11 Du point de vue phonétique, les signes sont différents. Le signe antérieur sera prononcé comme étant la lettre grecque φ ou non. Le signe contesté sera perçu comme représentant la lettre danoise Ø [ plant] ou comme le symbole de zéro.
12 Sur le plan conceptuel, il existe une différence conceptuelle claire entre les signes.
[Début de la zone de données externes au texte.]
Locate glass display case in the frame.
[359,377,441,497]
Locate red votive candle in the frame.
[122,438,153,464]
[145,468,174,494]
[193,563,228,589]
Le signe antérieur peut être compris comme une lettre grecque, le signe contesté faisant référence, par contrario, à une lettre danoise ou un sens mathématique de zéro ou de diamètre. Ce mot est utilisé comme une variante de la lettre «o» et comme un zéro également dans l’architecture de la marque de la requérante;
13 La seule et même similitude élémentaire entre les signes, à savoir qu’ils sont tous deux constitués d’un cercle à la ligne de course à travers de telles signes, est neutralisée par leurs différences, à savoir que le signe contesté a une ligne oblique qui traverse le cercle.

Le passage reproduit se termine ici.